A la inversa de la Bella Durmiente, y no obstante su inocultable alcoholismo que la puso al borde de la muerte, Djuna permaneció despierta cien años: nació en Cornwall-on-Hudson, Nueva York, el 12 de junio de 1892, y murió también en Nueva York, el 18 de junio de 1992, sepultada entre papeles en un modesto departamento en Patchin Place, en Greenwich Village, a los pocos días de alcanzar el centenario, acompañada, si acaso, por un “hombre joven y ambiguo” y un par de perros. Dependiente toda su vida del mecenazgo de poderosas amigas –con quienes por cierto se mostró poco agradecida- logró sobrellevar la vejez gracias a las regalías que le dejó la ante dicha novela. Nueva York fue su refugio cuando ya demasiado vieja y enferma para continuar el estilo de vida que caracterizó su dorada juventud en París, sin los amigos que la acompañaron en su alocado trayecto, bastante mayores que ella y muertos por ende, experimentó el irrefrenable deseo de ocultarse, “como Greta Garbo”.

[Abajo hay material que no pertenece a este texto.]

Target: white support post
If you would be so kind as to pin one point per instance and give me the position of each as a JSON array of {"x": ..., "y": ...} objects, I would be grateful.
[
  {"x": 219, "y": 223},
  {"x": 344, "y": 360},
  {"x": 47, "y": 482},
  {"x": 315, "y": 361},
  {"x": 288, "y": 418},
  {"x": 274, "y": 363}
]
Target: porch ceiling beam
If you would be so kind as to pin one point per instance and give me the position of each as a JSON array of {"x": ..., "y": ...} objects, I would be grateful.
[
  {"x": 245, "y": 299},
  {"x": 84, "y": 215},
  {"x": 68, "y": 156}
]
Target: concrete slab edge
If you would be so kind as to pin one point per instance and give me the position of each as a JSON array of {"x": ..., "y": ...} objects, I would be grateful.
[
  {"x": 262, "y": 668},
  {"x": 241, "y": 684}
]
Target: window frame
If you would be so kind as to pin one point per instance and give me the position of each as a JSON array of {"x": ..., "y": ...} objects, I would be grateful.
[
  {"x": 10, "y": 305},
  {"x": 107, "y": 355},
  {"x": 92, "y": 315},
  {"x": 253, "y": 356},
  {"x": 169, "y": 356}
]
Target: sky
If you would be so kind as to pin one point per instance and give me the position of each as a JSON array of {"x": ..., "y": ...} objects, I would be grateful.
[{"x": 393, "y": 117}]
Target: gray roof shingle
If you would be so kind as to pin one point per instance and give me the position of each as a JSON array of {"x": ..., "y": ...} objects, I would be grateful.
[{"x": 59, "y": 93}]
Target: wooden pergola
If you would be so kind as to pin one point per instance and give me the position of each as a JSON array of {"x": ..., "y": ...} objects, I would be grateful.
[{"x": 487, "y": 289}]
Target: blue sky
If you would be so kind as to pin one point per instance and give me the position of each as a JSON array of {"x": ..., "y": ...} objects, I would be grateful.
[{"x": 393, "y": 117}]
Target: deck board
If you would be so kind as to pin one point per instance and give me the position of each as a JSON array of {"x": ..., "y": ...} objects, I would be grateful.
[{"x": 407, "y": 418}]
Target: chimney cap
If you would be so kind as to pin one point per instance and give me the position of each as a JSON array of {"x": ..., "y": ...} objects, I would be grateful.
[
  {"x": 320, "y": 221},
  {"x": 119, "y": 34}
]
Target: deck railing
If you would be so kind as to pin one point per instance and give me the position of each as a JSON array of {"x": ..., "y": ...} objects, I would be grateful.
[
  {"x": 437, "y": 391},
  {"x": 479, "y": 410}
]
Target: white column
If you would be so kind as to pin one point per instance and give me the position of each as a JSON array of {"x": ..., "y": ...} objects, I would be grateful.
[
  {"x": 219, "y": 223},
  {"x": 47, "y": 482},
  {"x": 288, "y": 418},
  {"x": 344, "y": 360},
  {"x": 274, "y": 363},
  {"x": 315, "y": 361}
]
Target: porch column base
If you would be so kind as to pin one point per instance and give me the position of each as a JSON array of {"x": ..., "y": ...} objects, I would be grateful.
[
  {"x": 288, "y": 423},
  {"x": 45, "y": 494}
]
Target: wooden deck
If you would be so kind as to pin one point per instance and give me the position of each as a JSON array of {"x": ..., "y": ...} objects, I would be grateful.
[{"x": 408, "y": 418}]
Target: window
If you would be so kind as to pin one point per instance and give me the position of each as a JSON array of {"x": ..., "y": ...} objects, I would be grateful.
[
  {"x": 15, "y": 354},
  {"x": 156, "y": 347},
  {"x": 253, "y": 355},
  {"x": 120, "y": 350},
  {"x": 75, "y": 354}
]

Poeta, ensayista y novelista, fue conocida principalmente por El bosque de la noche, a la que T. S Eliot, Graham Greene y Lawrence Durrell dieron en considerar una de las más importantes del siglo XX, llegando a equipararla con el Ulysses de Joyce, con la que guarda paralelismos estilísticos como la densidad discursiva y psicológica de los personajes. Eliot señala: “(…) Decir que El bosque de la noche gustará especialmente a los lectores de poesía no significa que no sea una novela tan buena que sólo una sensibilidad aguzada por la poesía podrá apreciarla plenamente (…)” En realidad este prólogo de Eliot a El bosque de la noche es lo más atinado e inteligente dicho hasta ahora sobre la desconcertante obra de esta autora, sobre la que también se han escrito demasiado tonterías, por lo que resulta imposible no regresar a él más adelante.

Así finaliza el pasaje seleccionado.